Patient characteristics

The mean age of the 249 patients included in the study was 60.12±16.29 years. Description of categorical and some numerical variables are summarized in Tables 1 and 2, respectively. Table 1 shows the frequencies and the percentages of the categorical variables in each class. Table 2 reports the minimum (Min), maximum (Max), mean, and standard deviation (Std. Deviation) of the numerical variables.

Feature selection

The 25 features (about 30% of all features) with the highest weighting score were selected using various feature selection operators and are presented in Table 3. A visual representation of all features selected by feature selection techniques is shown in Fig 1A, which includes the most important feature that had a higher weight score in multiple feature selection algorithms. Also, the most important protein features among all feature selection algorithms are given in Fig 1B. The size of each word shows the importance of that term, as it appears more frequently in all feature selection techniques. According to the figures, the most frequent non-protein features are CD19, CR_duration while more frequent protein features include Albumin, HGB, STAT5.p431, BAD.p112, P70S6K. Fig 2 presents the contribution of the protein and non-protein features for each dataset produced by various feature selection algorithms.
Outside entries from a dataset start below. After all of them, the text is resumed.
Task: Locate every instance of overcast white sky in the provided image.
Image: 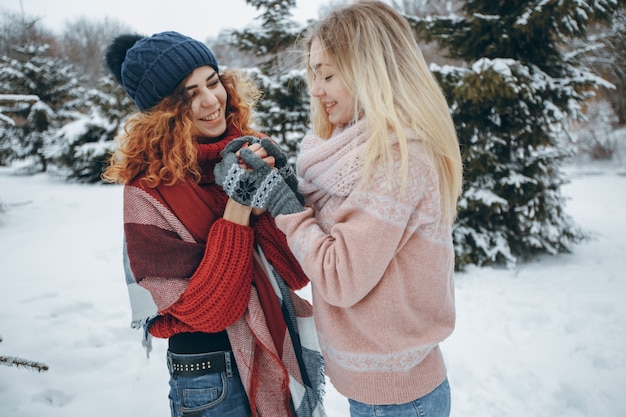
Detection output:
[0,0,331,41]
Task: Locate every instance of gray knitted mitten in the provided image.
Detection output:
[215,148,304,217]
[261,138,304,204]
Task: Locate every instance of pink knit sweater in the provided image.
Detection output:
[276,123,455,404]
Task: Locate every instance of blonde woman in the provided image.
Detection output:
[214,1,462,417]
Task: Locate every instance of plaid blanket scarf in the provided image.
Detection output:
[124,127,324,417]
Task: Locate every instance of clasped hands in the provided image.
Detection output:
[214,136,304,217]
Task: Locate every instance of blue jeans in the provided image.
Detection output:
[348,379,450,417]
[167,351,252,417]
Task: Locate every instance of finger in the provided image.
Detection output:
[222,136,250,155]
[261,138,287,164]
[263,155,276,168]
[248,143,262,152]
[240,148,269,171]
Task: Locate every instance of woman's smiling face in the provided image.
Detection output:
[185,65,228,138]
[309,39,354,126]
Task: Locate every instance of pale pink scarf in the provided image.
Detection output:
[296,120,369,208]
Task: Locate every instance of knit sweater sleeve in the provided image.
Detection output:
[124,186,254,337]
[276,145,443,308]
[161,219,254,333]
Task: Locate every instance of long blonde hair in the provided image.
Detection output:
[102,70,261,187]
[305,0,463,222]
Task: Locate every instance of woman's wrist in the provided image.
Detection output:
[223,198,252,226]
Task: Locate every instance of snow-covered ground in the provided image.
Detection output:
[0,151,626,417]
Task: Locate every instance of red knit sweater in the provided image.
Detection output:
[124,132,308,340]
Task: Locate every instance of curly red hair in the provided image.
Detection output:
[102,70,261,187]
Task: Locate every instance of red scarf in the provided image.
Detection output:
[152,123,308,355]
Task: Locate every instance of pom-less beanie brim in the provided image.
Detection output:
[121,32,218,111]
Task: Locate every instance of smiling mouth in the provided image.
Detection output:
[200,110,220,122]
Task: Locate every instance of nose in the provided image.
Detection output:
[198,87,219,107]
[311,80,324,97]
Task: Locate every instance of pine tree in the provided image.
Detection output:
[409,0,619,268]
[0,43,83,172]
[232,0,309,159]
[48,75,136,183]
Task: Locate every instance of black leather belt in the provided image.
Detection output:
[167,351,231,376]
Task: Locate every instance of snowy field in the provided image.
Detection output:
[0,155,626,417]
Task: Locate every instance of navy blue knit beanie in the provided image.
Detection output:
[105,32,218,111]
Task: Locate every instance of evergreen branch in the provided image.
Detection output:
[0,355,48,372]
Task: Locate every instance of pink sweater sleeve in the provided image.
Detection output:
[276,151,449,308]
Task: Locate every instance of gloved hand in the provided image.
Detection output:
[213,136,259,187]
[215,148,304,217]
[222,136,259,155]
[261,138,304,204]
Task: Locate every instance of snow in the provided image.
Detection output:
[0,160,626,417]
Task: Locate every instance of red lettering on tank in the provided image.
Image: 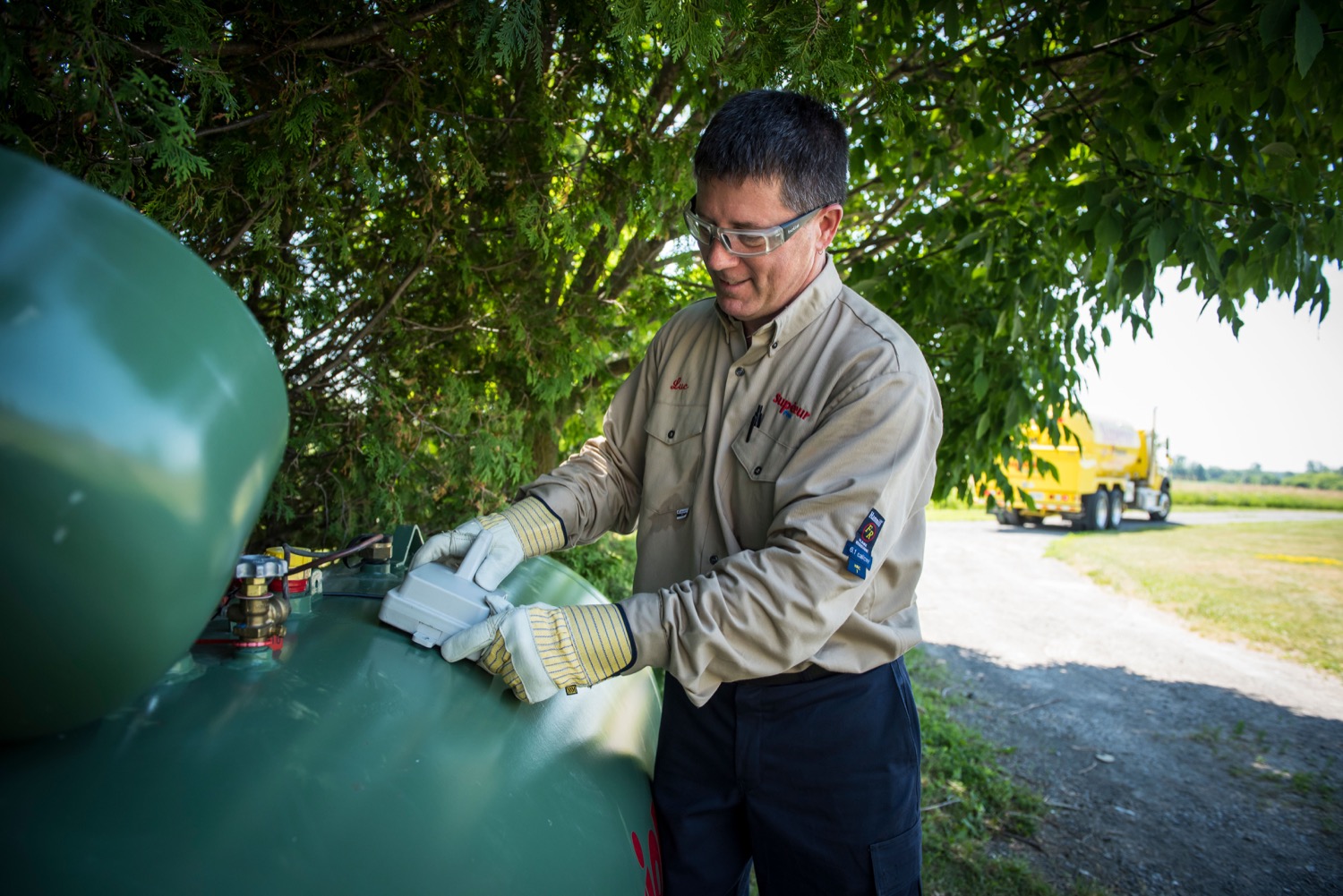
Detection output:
[630,806,663,896]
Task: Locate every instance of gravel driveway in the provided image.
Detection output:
[919,512,1343,894]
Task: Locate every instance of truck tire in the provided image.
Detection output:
[1107,488,1125,529]
[1074,489,1109,532]
[1147,481,1171,523]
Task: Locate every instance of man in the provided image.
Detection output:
[415,90,942,896]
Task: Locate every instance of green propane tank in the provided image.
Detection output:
[0,558,660,896]
[0,150,289,740]
[0,150,661,896]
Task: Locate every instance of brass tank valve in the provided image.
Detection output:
[227,553,289,647]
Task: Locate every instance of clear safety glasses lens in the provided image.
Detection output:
[685,201,825,258]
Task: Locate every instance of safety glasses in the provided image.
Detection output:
[685,198,825,258]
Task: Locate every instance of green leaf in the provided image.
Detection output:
[1296,0,1324,78]
[1147,225,1168,270]
[1260,0,1296,47]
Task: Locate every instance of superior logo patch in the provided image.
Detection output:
[843,508,886,579]
[774,392,811,421]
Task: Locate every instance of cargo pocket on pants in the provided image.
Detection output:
[868,822,923,896]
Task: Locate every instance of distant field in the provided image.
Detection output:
[1171,480,1343,510]
[1047,520,1343,676]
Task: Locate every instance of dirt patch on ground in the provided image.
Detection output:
[920,515,1343,894]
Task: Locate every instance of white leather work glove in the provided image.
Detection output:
[441,602,634,703]
[411,499,564,591]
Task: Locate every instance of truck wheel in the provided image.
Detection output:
[1147,482,1171,523]
[1108,488,1125,529]
[1074,489,1109,532]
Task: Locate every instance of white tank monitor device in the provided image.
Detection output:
[378,531,497,647]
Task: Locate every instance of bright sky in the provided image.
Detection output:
[1082,269,1343,473]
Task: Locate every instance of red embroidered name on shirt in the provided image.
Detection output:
[774,392,811,421]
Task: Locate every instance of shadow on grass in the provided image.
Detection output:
[920,644,1343,894]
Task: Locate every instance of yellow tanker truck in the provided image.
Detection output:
[990,413,1171,531]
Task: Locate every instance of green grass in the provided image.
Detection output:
[556,537,1108,896]
[1171,480,1343,510]
[1047,520,1343,676]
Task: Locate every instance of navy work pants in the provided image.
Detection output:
[653,660,923,896]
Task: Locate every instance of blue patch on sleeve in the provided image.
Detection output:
[843,508,886,579]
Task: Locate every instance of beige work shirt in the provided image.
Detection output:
[523,263,942,705]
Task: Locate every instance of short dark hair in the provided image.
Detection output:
[695,90,849,214]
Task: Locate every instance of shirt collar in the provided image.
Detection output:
[714,257,843,351]
[757,257,843,351]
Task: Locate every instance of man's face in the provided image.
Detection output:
[695,179,843,336]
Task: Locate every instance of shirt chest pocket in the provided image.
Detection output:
[644,403,709,515]
[727,427,797,550]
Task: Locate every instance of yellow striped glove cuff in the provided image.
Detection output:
[528,603,634,695]
[481,497,567,558]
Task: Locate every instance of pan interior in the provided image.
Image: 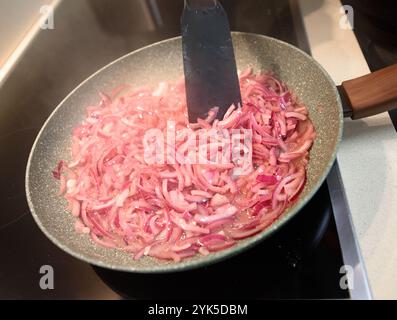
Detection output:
[26,33,342,272]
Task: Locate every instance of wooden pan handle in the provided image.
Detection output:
[342,64,397,119]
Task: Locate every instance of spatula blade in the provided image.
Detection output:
[181,0,241,122]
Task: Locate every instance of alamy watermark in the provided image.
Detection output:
[339,265,354,290]
[143,121,252,176]
[339,5,354,30]
[40,5,55,30]
[39,265,54,290]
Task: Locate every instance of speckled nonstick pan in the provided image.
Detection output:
[26,33,397,272]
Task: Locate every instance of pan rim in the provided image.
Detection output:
[25,32,343,274]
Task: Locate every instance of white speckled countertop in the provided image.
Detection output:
[299,0,397,299]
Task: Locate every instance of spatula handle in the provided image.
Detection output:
[341,64,397,119]
[185,0,218,9]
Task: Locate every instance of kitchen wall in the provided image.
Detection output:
[0,0,55,68]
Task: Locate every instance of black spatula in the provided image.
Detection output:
[181,0,241,122]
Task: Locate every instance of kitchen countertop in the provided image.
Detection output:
[300,0,397,299]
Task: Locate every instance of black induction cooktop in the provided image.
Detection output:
[0,0,349,299]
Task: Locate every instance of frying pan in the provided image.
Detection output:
[26,32,397,273]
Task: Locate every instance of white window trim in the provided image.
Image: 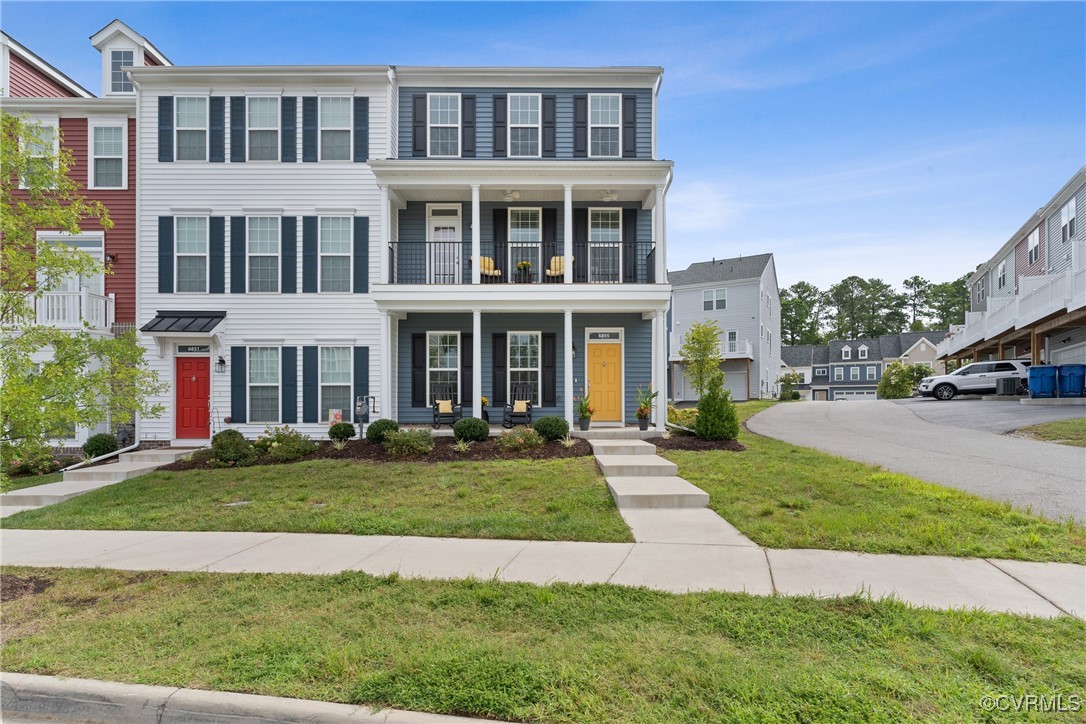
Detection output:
[426,329,458,407]
[505,331,543,407]
[588,93,622,158]
[505,93,543,158]
[317,215,354,294]
[426,93,460,158]
[245,344,280,424]
[87,118,128,191]
[246,215,280,295]
[174,215,211,294]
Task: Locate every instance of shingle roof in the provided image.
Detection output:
[668,254,773,287]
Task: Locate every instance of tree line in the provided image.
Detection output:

Table 3. Top 25 most important features selected by various feature selection methods.

Method Features
Information gain CR_duration, Age, FAB, CG.group, LDH, CREATININE, CD19, P53, PRIOR_MAL, P70S6K.p, AHD, BAD.p112, ALBUMIN, ZUBROD.S, HGB, XIAP, ERk2.p, P70S6K, MEK, STAT5.p431, STAT3, STAT3.p705, BCL2, SMAC, BAK.
Chi-squared statistic CR_duration, Age, CG.group, STAT5.p431, FAB, XIAP, ALBUMIN, BAD.p112, CD19, CREATININE, ERk2.p, P70S6K.p, ZUBROD.S, MYC, P70S6K, LDH, STAT3.p727, AKT.p473, BAX, SSBP2, S6.p235, WBC, PKCA.p, MTOR, HGB.
Gini index CR_duration, Age, CG.group, FAB, LDH, CREATININE, CD19, XIAP, P70S6K.p, ZUBROD.S, HGB, ERk2.p, STAT5.p431, P70S6K, BAD.p112, PRIOR_MAL, TP53, AHD, BCL2, ALBUMIN, STAT3, MEK, SMAC, BAK, SSBP2.
Information Gain Ratio CR_duration, ALBUMIN, MCL1, SSBP3, WBC, HGB, BAD.p112, GSK3, MTOR, S6.p235, STAT5.p431, STAT6.p, BILIRUBIN, CREATININE, CD10, CD13, CD19, CD7, PB_Blast, AKT.p473, BAD.p155, ERk2.p, MEK.p, MTOR.p, MYC.
Relief CR_duration, CG.group, Age, TP.AFTER.SAMPLE_DATE, CD19, SEX, RACE, PRIOR_MAL, PRIOR_XRT, FIBRINOGEN, PRIOR_CHEMO, PKCA.p, ALBUMIN, CD34, HGB, PTEN.p, FAB, PKCA, STAT5.p431, ITD, LDH, INFECTION, ZUBROD.S, P70S6K, PB_Blast.
Uncertainty CR_duration, CG.group, Age, CD19, CREATININE, WBC, LDH, FAB, PRIOR_MAL, CD10, ZUBROD.S, XIAP, STAT5.p431, ALBUMIN, BAD.p112, MYC, P70S6K.p, HGB, BAX, P70S6K, ERk2.p, CD7, PLT, S6.p235, S6.
Correlation CR_duration, Age, CG.group, PRIOR_MAL, CREATININE, ZUBROD.S, HGB, BAK, CD19, D835, FAB, PRIOR_CHEMO, TP53, BCL2, SMAC, LDH, ALBUMIN, TP.AFTER.SAMPLE_DATE, P70S6K.p, P70S6K, XIAP, PRIOR_XRT, STAT3.p705, BAD.p112, AHD.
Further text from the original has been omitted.